Three reservoirs with volume 125 ± 5 µL were printed, with equal volume empty chambers in between to separate the solutions and prevent mixing. A 3D network passive mixer (210 ± 10 µL) was placed after the reservoirs. A 30 ± 2 µL detection chamber with a serpentine channel was located downstream. The detection chamber houses a poly-L-lysine coated glass slide decorated with capture antibodies. An open window was placed directly on top of the PDMS base detection chamber for maximum light transmittance.

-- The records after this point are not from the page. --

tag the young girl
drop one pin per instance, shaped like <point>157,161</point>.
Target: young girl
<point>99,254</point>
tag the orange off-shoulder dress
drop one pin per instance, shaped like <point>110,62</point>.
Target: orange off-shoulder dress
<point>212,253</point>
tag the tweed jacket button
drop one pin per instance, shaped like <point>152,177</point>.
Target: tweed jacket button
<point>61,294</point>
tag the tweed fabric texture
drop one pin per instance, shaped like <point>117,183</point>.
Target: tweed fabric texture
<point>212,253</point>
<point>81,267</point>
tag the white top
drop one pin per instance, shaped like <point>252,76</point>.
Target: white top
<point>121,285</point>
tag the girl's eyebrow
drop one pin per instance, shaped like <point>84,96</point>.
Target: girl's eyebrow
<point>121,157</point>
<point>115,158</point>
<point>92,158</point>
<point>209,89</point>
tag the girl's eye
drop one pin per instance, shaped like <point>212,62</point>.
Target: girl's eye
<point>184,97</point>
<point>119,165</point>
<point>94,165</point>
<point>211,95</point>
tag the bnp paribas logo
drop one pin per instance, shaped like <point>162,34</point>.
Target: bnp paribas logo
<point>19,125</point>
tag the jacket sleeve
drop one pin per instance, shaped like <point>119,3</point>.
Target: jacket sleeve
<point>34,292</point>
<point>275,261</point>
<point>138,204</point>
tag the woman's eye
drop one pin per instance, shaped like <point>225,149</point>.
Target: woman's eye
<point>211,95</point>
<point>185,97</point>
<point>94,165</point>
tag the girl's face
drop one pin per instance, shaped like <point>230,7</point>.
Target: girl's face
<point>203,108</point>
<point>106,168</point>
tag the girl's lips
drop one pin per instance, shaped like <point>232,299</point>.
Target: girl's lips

Antibody Array Fabrication
Capture antibodies (Ab1) were diluted to 100 µg mL−1 from stock solution, and 1 µL of the respective antibody solution was then spotted onto the poly-L-lysine-coated glass slide using a multichannel pipette with 4.5 mm centre-to-centre pitch spacing vertically and 2 mm lateral spacing. After spotting, slides were incubated overnight in a humidity chamber at 4°C allowing the antibodies to be immobilized onto the glass substrate. The protein arrays were than rinsed with PBS and blocked with 1% casein in PBS for 1 hr to minimize non-specific binding. Arrays were then washed with PBS and used immediately. Unused arrays were stored at −20°C under vacuum for up to 14 days.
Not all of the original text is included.